#158 AI’s Insatiable Appetite for Data is Never Ending
Fresh & Hot curated AI happenings in one snack. Never miss a byte 🍔
This snack byte will take approx 3 minutes to consume.
AI BYTE # 📢: AI’s Insatiable Appetite for Data is Never Ending
In the fast-paced growth era of AI, the demand for data has skyrocketed, leading to a critical juncture where the supply of high-quality text data is at risk of being outstripped within a mere two to four years.
This prediction, as reported by Deepa Seetharaman in The Wall Street Journal, underscores a looming crisis in the AI industry: the internet, our vast repository of knowledge and communication, may not be expansive enough to satiate AI’s growing hunger for data.
The Race for Tokens: GPT-4 and Beyond
OpenAI’s GPT-4, a marvel of generative AI, was trained on an astonishing 12 trillion tokens—words and parts of words that form the building blocks of its learning. Yet, the anticipated GPT-5 looms on the horizon, with an appetite for up to 100 trillion tokens, dwarfing the entirety of useful language and images currently available on the web.
This insatiable demand has sparked a fierce competition for the dwindling data reserves, leading companies to scour every digital nook and cranny, from chat logs to long-forgotten personal photos on defunct social media platforms.
The Resurrection of Digital Relics
Tech companies are now vying to license the 13 billion photos and videos from the once-dominant image-hosting site Photobucket, breathing new life into the relics of the MySpace and Friendster era.
This scramble for data has pushed some AI firms to the ethical brink, with reports of corner-cutting, policy-ignoring, and law-bending practices to acquire the necessary data.
After scrapping the internet and realizing that there are not much avenues left, ad any further scrapping will put them in legal issues with content creators/news publications - OpenAI has struck a licensing deal with Wall Street Journal.
In recent weeks, it has also inked licensing deals with The Atlantic and Vox Media
Vox Media, known for properties like Vox, The Verge, and Eater, will license content to OpenAI. OpenAI will get access to Vox Media's archives to help the Microsoft-backed company enhance its technology and its viral chatbot ChatGPT's output.

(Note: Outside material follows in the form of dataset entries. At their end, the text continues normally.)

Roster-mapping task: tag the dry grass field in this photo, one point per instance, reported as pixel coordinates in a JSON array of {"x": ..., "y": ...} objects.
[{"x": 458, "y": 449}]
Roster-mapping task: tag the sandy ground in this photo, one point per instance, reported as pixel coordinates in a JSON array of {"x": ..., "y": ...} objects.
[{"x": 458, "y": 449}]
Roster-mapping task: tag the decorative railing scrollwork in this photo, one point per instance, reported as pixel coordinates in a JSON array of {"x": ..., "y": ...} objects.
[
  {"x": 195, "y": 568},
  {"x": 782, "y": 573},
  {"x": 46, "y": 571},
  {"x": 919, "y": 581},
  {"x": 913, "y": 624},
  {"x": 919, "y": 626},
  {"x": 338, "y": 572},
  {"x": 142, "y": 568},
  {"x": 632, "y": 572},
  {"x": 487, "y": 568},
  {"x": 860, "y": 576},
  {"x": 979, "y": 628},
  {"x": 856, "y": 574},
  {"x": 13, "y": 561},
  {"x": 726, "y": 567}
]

The Atlantic said it is creating an "experimental microsite, called Atlantic Labs," that will also pilot OpenAI's tech, helping the media firm explore how AI can drive development of new products and features.
The Atlantic's CEO Nicholas Thompson said "There's a lot of fear in the media industry about partnering with tech platforms. But I'm absolutely convinced these deals can be beneficial, if we've learned the right rules, structure them the right way, and hedge our bets,"
The agreements with The Atlantic and Vox Media come on the heels of several media firms signing similar deals, giving OpenAI access to their news content and archives to train its large language models.
The Ethical Quandary of Data Harvesting
The pursuit of data has not been without controversy. Meta’s internal discussions about acquiring the publishing house Simon & Schuster to access long-form content, and OpenAI’s use of its speech recognition tool, Whisper, to transcribe over 1 million hours of YouTube videos, potentially flout platform terms of service and raise questions about the lengths to which companies will go to feed their AI models.
The Original Data Harvesters: Facebook and Google
Facebook and Google, pioneers in the data harvesting race, have built empires on the collection and sale of consumer data to advertisers. Yet, as Google expresses discontent over OpenAI’s use of YouTube videos for AI training, it faces accusations of hypocrisy, given its own scraping of YouTube content.
This is akin to “throwing stones in glass houses,” with tech giants more concerned about protecting their proprietary interests than user privacy.
Synthetic Data: A Double-Edged Sword
With the quality data pool running dry, AI companies are turning to synthetic data—data generated by AI itself—as a potential solution. However, this approach is not without its pitfalls.
But relying on synthetic data risks perpetuating the biases and inaccuracies of the AI that produces it, drawing parallels to the genetic stagnation of the Habsburg dynasty.
The fear is that this self-referential training could lead to an “inbred mutant” AI, devoid of the diversity and richness of real-world data.